How can you be sure that the other threads ever see it in time? they might be suspended for a whole second because a HDD needs to spin up or something like that.

So threads never seeing the value is already a valid outcome, so the compiler might as well always do that.

time.Sleep(1000) could be replaced with a real syncing mechanism of some kind -- it's only for illustration.
a real syncing mechanism would introduce compiler barriers that prevent such an optimization.
The answer to that one would be to embed thread-safety in the type system, aka. Rust.

For languages with less sophisticated type systems you get a choice between inefficiency (Go), or complicated rules which state that the programmer is wrong for coding that way (C).

Your "solution" is possible in many languages. It's just to give threads complete ownership of data they use. It doesn't require a special type system.

In general I don't think Rust actually adds much abstraction that isn't already in say Python. What it does is enforce tight constraints.

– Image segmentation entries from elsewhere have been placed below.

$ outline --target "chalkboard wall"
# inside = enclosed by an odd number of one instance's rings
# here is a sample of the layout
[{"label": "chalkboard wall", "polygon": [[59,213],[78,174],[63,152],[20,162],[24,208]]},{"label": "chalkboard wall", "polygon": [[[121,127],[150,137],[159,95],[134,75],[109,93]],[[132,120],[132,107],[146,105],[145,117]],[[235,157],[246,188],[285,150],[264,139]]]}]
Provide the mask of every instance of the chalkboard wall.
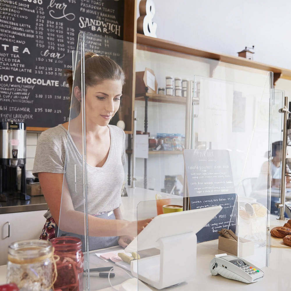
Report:
[{"label": "chalkboard wall", "polygon": [[[1,0],[0,121],[44,129],[67,121],[63,71],[79,33],[123,39],[124,10],[124,0]],[[90,48],[104,55],[117,49],[111,42],[100,38]]]}]

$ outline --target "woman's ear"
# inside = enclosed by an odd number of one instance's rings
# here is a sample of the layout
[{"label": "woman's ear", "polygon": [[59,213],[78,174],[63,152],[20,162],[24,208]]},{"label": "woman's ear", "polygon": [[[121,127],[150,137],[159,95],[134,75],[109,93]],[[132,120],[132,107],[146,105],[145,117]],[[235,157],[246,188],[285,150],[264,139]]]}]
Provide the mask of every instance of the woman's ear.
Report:
[{"label": "woman's ear", "polygon": [[77,86],[74,88],[74,93],[78,101],[81,102],[82,101],[82,91]]}]

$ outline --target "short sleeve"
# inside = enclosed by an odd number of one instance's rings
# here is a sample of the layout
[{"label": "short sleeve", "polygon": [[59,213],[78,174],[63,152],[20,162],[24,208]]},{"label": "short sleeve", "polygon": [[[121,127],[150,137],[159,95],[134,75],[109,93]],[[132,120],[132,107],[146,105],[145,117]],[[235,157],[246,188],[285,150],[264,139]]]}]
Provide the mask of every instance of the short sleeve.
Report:
[{"label": "short sleeve", "polygon": [[122,152],[121,153],[121,162],[123,166],[126,163],[126,158],[125,157],[125,134],[123,131],[123,138],[122,140]]},{"label": "short sleeve", "polygon": [[65,148],[63,141],[49,130],[42,132],[38,140],[32,171],[33,174],[37,177],[40,172],[64,173]]}]

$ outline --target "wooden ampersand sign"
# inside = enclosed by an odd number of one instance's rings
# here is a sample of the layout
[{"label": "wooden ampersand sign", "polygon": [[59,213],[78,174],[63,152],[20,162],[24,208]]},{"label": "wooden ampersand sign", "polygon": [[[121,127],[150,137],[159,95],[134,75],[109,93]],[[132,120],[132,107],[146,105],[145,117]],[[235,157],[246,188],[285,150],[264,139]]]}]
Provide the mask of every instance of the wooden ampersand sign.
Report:
[{"label": "wooden ampersand sign", "polygon": [[141,0],[137,19],[137,32],[148,36],[157,37],[157,24],[152,22],[155,9],[152,0]]}]

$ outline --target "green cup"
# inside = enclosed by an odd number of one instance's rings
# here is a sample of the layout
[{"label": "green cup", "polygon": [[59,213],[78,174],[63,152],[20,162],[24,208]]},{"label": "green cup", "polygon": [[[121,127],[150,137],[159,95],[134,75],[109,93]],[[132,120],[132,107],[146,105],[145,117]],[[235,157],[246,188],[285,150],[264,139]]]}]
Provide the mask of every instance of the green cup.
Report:
[{"label": "green cup", "polygon": [[171,212],[177,212],[183,211],[183,206],[180,205],[163,205],[163,213],[170,213]]}]

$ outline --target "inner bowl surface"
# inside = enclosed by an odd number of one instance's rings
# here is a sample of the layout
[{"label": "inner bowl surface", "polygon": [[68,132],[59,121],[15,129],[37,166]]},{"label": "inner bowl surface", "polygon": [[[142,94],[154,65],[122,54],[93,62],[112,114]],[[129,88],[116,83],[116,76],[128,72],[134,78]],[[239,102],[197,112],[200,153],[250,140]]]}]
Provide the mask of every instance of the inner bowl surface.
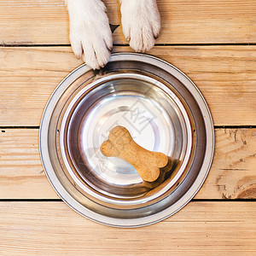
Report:
[{"label": "inner bowl surface", "polygon": [[[101,154],[116,125],[168,155],[164,175],[143,182],[131,165]],[[82,65],[64,79],[44,112],[39,148],[68,206],[104,224],[135,227],[174,214],[195,195],[211,166],[214,133],[207,105],[185,74],[158,58],[124,53],[100,72]]]},{"label": "inner bowl surface", "polygon": [[[125,199],[129,205],[134,199],[137,203],[139,198],[145,200],[149,190],[152,200],[165,188],[163,183],[171,187],[177,183],[190,157],[191,125],[178,97],[164,88],[146,76],[114,74],[90,90],[82,90],[72,101],[62,120],[61,148],[71,175],[75,169],[82,177],[84,183],[78,182],[81,189],[88,185],[93,189],[88,190],[91,195],[97,191],[108,199]],[[101,153],[101,144],[116,125],[126,127],[143,148],[169,157],[169,174],[164,179],[143,182],[131,165]]]}]

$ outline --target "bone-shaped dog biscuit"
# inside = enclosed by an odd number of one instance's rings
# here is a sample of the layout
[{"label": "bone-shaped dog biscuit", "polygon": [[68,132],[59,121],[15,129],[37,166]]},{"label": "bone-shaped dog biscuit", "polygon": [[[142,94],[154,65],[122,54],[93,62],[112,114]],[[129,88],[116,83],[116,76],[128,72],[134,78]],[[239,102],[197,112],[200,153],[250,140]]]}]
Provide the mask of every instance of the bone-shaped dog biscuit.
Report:
[{"label": "bone-shaped dog biscuit", "polygon": [[125,160],[148,182],[155,181],[160,175],[160,168],[168,163],[166,154],[148,151],[136,143],[128,130],[123,126],[116,126],[110,131],[108,140],[102,144],[101,151],[106,156]]}]

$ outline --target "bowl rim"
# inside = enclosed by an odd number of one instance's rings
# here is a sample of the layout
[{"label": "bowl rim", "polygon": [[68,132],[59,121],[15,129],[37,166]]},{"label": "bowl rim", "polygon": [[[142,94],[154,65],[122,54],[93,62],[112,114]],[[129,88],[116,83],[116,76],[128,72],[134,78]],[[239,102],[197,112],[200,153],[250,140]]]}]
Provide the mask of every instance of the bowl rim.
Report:
[{"label": "bowl rim", "polygon": [[[103,224],[115,227],[138,227],[159,222],[162,219],[170,217],[171,215],[173,215],[181,208],[183,208],[185,205],[187,205],[190,201],[190,200],[195,195],[195,194],[198,192],[198,190],[203,184],[205,179],[207,178],[212,162],[215,144],[214,127],[209,108],[202,94],[196,87],[196,85],[192,82],[192,80],[176,67],[155,56],[138,53],[115,53],[111,55],[109,62],[120,61],[136,61],[147,62],[165,69],[168,73],[172,73],[172,75],[176,77],[178,80],[180,80],[183,83],[183,84],[186,86],[187,89],[191,92],[191,94],[196,100],[198,106],[200,107],[200,109],[201,111],[204,119],[204,124],[206,126],[207,147],[201,171],[199,172],[197,177],[195,178],[193,184],[187,190],[187,192],[173,205],[170,206],[165,210],[154,213],[154,215],[142,217],[139,218],[124,219],[104,216],[84,207],[82,204],[78,202],[65,189],[63,184],[59,180],[50,163],[49,154],[47,150],[48,140],[45,138],[48,137],[48,128],[51,117],[49,113],[52,113],[56,100],[60,97],[62,92],[68,88],[68,85],[72,81],[73,81],[77,77],[82,75],[85,72],[90,70],[90,68],[85,64],[79,66],[72,73],[70,73],[66,78],[64,78],[64,79],[62,79],[62,81],[55,88],[49,100],[48,101],[46,107],[44,110],[40,123],[39,153],[44,169],[45,170],[45,173],[49,183],[51,183],[55,192],[59,195],[59,196],[70,207],[72,207],[79,214]],[[188,88],[188,86],[189,88]]]}]

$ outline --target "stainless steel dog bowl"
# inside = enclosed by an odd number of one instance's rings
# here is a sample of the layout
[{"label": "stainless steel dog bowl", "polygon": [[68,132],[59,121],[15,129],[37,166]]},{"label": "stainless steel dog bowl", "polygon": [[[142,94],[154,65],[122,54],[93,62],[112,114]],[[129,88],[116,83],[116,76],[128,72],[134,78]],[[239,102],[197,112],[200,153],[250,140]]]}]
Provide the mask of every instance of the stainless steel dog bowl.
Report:
[{"label": "stainless steel dog bowl", "polygon": [[[153,183],[99,150],[111,128],[168,155]],[[80,214],[135,227],[160,221],[195,195],[209,171],[213,126],[207,103],[182,72],[141,54],[114,54],[100,72],[82,65],[57,87],[43,114],[42,162],[55,191]]]}]

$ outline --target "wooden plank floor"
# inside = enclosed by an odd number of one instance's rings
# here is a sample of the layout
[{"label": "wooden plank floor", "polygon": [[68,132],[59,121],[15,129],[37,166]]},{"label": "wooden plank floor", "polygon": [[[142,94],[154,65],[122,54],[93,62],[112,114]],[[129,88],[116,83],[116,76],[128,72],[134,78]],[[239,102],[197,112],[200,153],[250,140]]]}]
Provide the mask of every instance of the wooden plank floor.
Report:
[{"label": "wooden plank floor", "polygon": [[[106,0],[120,25],[116,0]],[[0,0],[0,252],[3,255],[254,255],[256,3],[159,0],[162,32],[148,53],[188,74],[212,113],[216,147],[195,199],[138,229],[93,223],[49,185],[38,153],[44,108],[82,62],[62,0]],[[131,51],[119,26],[114,52]],[[117,46],[118,45],[118,46]]]}]

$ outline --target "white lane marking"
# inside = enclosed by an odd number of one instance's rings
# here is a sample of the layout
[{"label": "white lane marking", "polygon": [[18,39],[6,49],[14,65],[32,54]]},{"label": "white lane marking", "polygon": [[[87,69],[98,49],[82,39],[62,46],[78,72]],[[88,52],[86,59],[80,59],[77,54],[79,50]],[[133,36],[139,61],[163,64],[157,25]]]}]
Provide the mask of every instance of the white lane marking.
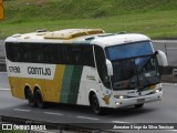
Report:
[{"label": "white lane marking", "polygon": [[53,113],[53,112],[43,112],[44,114],[51,114],[51,115],[63,115],[62,113]]},{"label": "white lane marking", "polygon": [[7,72],[0,72],[0,74],[6,74]]},{"label": "white lane marking", "polygon": [[170,50],[173,50],[173,49],[174,49],[174,50],[176,50],[177,48],[167,48],[167,49],[170,49]]},{"label": "white lane marking", "polygon": [[177,130],[168,130],[168,131],[171,131],[171,132],[177,132]]},{"label": "white lane marking", "polygon": [[174,86],[176,86],[177,85],[177,83],[162,83],[163,85],[174,85]]},{"label": "white lane marking", "polygon": [[55,132],[51,132],[51,131],[38,131],[38,130],[33,130],[35,132],[40,132],[40,133],[55,133]]},{"label": "white lane marking", "polygon": [[100,119],[96,119],[96,117],[88,117],[88,116],[76,116],[79,119],[86,119],[86,120],[100,120]]},{"label": "white lane marking", "polygon": [[0,91],[10,91],[10,89],[0,88]]},{"label": "white lane marking", "polygon": [[113,123],[129,123],[129,122],[122,122],[122,121],[112,121]]},{"label": "white lane marking", "polygon": [[14,111],[21,111],[21,112],[30,112],[30,110],[23,110],[23,109],[13,109]]}]

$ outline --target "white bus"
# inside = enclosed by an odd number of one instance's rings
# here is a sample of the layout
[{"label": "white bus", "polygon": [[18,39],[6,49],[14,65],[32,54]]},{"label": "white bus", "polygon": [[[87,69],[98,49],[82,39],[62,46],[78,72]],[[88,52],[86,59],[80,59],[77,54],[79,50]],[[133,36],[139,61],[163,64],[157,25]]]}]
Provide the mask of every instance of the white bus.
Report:
[{"label": "white bus", "polygon": [[65,29],[14,34],[6,40],[11,93],[31,106],[50,102],[106,108],[159,101],[163,95],[157,54],[148,37]]}]

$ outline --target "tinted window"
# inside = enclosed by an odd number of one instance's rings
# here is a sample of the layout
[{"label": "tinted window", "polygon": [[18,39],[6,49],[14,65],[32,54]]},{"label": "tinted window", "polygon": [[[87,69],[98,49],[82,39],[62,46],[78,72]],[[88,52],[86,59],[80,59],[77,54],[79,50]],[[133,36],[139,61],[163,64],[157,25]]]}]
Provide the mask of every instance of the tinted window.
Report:
[{"label": "tinted window", "polygon": [[95,45],[95,59],[98,75],[106,88],[111,88],[110,78],[107,75],[107,68],[105,64],[105,54],[102,48]]},{"label": "tinted window", "polygon": [[7,43],[6,50],[14,62],[95,66],[92,45]]}]

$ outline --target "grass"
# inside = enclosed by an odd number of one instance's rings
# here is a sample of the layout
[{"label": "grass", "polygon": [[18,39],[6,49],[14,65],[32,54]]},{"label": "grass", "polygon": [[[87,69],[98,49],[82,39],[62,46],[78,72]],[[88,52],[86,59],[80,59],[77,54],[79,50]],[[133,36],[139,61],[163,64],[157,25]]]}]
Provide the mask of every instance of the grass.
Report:
[{"label": "grass", "polygon": [[[176,0],[4,0],[0,38],[39,29],[101,28],[177,38]],[[17,12],[17,13],[14,13]]]}]

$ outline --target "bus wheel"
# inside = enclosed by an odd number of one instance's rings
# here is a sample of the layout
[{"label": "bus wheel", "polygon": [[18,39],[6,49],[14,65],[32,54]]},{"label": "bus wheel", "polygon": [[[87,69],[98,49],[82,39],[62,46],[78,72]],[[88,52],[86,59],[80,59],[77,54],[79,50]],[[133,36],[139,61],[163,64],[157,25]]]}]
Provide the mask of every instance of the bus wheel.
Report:
[{"label": "bus wheel", "polygon": [[39,89],[35,91],[35,101],[37,101],[37,105],[41,109],[44,109],[48,106],[48,103],[43,101],[41,91]]},{"label": "bus wheel", "polygon": [[90,103],[94,113],[98,115],[104,114],[104,109],[100,106],[96,94],[91,95]]},{"label": "bus wheel", "polygon": [[29,105],[32,108],[37,108],[37,102],[34,100],[34,96],[33,96],[30,89],[27,90],[25,95],[27,95],[27,100],[29,102]]},{"label": "bus wheel", "polygon": [[139,109],[139,108],[143,108],[143,105],[144,105],[144,103],[142,103],[142,104],[136,104],[135,108],[136,108],[136,109]]}]

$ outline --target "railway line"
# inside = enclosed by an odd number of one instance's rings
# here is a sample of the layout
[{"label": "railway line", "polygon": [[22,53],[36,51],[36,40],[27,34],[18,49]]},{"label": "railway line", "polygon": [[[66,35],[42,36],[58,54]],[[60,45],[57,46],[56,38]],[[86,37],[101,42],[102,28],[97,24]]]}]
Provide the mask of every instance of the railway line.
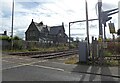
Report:
[{"label": "railway line", "polygon": [[29,56],[31,58],[44,58],[44,59],[53,59],[58,57],[70,56],[77,54],[77,49],[58,51],[58,52],[18,52],[18,53],[9,53],[9,55],[20,55],[20,56]]}]

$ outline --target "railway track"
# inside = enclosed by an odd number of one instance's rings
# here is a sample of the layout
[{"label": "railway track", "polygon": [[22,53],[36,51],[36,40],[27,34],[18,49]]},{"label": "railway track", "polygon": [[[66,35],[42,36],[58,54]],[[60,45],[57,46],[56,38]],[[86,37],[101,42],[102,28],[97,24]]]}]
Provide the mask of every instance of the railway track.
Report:
[{"label": "railway track", "polygon": [[58,58],[58,57],[74,55],[74,54],[77,54],[77,53],[78,53],[78,50],[71,50],[71,51],[63,51],[63,52],[33,55],[33,56],[31,56],[31,58],[53,59],[53,58]]},{"label": "railway track", "polygon": [[53,59],[58,57],[64,57],[69,55],[77,54],[78,50],[70,49],[64,51],[57,51],[57,52],[15,52],[15,53],[8,53],[9,55],[19,55],[19,56],[29,56],[31,58],[44,58],[44,59]]}]

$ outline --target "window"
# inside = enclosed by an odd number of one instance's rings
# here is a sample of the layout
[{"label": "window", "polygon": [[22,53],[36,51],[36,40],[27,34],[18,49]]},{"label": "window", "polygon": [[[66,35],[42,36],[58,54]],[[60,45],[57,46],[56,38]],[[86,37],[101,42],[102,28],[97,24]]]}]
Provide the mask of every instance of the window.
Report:
[{"label": "window", "polygon": [[35,36],[35,30],[30,31],[30,36]]}]

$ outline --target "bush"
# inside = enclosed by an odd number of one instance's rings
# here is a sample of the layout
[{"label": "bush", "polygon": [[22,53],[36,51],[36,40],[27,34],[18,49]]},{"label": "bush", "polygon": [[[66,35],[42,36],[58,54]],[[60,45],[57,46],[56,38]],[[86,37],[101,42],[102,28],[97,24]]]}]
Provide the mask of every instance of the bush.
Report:
[{"label": "bush", "polygon": [[8,36],[0,36],[0,40],[6,40],[6,41],[11,41],[11,38]]}]

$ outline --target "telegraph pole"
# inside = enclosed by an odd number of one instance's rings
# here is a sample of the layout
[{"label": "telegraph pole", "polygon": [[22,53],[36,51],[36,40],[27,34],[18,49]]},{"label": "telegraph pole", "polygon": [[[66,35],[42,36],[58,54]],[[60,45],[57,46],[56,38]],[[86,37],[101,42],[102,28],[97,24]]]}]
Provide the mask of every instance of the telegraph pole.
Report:
[{"label": "telegraph pole", "polygon": [[98,0],[98,20],[99,20],[99,38],[103,40],[102,22],[101,22],[102,0]]},{"label": "telegraph pole", "polygon": [[12,2],[11,50],[13,49],[13,20],[14,20],[14,0]]},{"label": "telegraph pole", "polygon": [[70,49],[70,22],[69,22],[69,49]]},{"label": "telegraph pole", "polygon": [[86,10],[86,30],[87,30],[86,31],[87,32],[87,51],[88,51],[88,56],[90,56],[88,7],[87,7],[87,1],[86,0],[85,0],[85,10]]}]

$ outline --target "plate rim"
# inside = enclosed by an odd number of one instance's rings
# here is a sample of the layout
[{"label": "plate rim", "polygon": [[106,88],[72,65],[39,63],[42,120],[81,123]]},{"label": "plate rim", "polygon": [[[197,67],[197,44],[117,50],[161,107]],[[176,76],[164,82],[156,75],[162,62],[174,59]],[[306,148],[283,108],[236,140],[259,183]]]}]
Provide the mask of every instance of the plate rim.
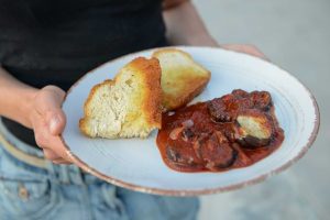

The constraints are important. They're what let you code safely, and also give the compiler the ability to optimize better.
Not sure those optimisations are worth much. And it's only safety by forcing lowest common denominator code and making you justify everything to a dumb compiler. Rust serves a niche, but it is a tight niche IMO.
Aliasing info is hugely important in optimization. In fact, it's needed to solve this very bug.

Aliasing info is, fundamentally, what allows Rust to have memory safety without GC.

The memory dependence analysis must prove the memory is unaliased, which ensures among other things that no other thread can have a reference to it. Presumably in Go return pointers are guaranteed to be unaliased.